- Relator(a)
- Ministro Arnaldo Esteves Lima
- Órgão julgador
- Primeira Turma
- Data do julgamento
- 26/10/2010
- Data de publicação
- 12/11/2010
STJ – Acórdão, Rel. Ministro Arnaldo Esteves Lima, Primeira Turma, j. 26/10/2010, p. 12/11/2010
PROCESSUAL CIVIL. AGRAVO REGIMENTAL NO RECURSO ESPECIAL. EMPRÉSTIMO COMPULSÓRIO SOBRE O CONSUMO DE ENERGIA ELÉTRICA. ART. 543-C DO CPC. QUESTÃO DECIDIDA PELA SISTEMÁTICA DE JULGAMENTO DE RECURSOS REPETITIVOS (REsp 1.003.955/RS E REsp 1.028.592/RS). CASO ANÁLOGO. VIOLAÇÃO DO ART. 97 DA CF. NÃO OCORRÊNCIA. CRÉDITOS NÃO CONVERTIDOS PELA 143ª AGE. INCIDÊNCIA DO ART. 462 DO CPC (PRECEDENTES).

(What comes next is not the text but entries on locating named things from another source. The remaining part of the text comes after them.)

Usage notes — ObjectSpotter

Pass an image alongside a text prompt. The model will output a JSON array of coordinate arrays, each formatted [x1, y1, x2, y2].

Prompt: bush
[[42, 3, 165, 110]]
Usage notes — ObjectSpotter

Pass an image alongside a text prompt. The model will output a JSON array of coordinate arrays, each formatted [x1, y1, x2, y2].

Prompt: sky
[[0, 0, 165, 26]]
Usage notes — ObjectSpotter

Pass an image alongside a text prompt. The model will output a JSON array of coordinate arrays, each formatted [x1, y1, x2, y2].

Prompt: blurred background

SUCUMBÊNCIA RECÍPROCA. AGRAVO NÃO PROVIDO. 1. A Primeira Seção do Superior Tribunal de Justiça, na assentada do dia 12/8/09, encerrou o julgamento dos REsps 1.028.592/RS e 1.003.955/RS, ambos submetidos à sistemática prevista no art. 543-C do Código de Processo Civil, decidindo a controvérsia acerca dos critérios de devolução do empréstimo compulsório sobre o consumo de energia elétrica instituído em favor da Eletrobrás. 2. A interpretação extensiva da norma infraconstitucional efetuada pelos órgãos fracionários que compõem o Superior Tribunal de Justiça não se confunde com a declaração de inconstitucionalidade, que requer rito próprio, nos termos do art. 97 da CF. 3. Em relação à ausência do interesse de agir do contribuinte quanto aos créditos referentes aos exercícios de 1987 a 1993 convertidos em ações na 143ª AGE, a referida conversão deve ser considerada como fato superveniente constitutivo do direito do autor, aplicando-se, ao caso, o art. 462 do CPC. Precedentes. 4. No que se refere à correção monetária do indébito tributário, a Primeira Seção, no julgamento dos REsps 1.028.592/RS e 1.003.955/RS, houve por bem adotar os índices constantes do Manual de Orientação de Procedimentos para os Cálculos da Justiça Federal, aprovado pelo Conselho da Justiça Federal, por meio da Resolução 561/CJF, de 2/7/07. 5. Não há falar em sucumbência mínima, na hipótese, uma vez que os litigantes foram em parte vencedor e vencido, devendo os ônus sucumbenciais ser distribuídos e compensados por ocasião da liquidação da sentença. 6. Agravo regimental não provido. (AgRg no REsp n. 1.058.679/SC, relator Ministro Arnaldo Esteves Lima, Primeira Turma, julgado em 26/10/2010, DJe de 12/11/2010.)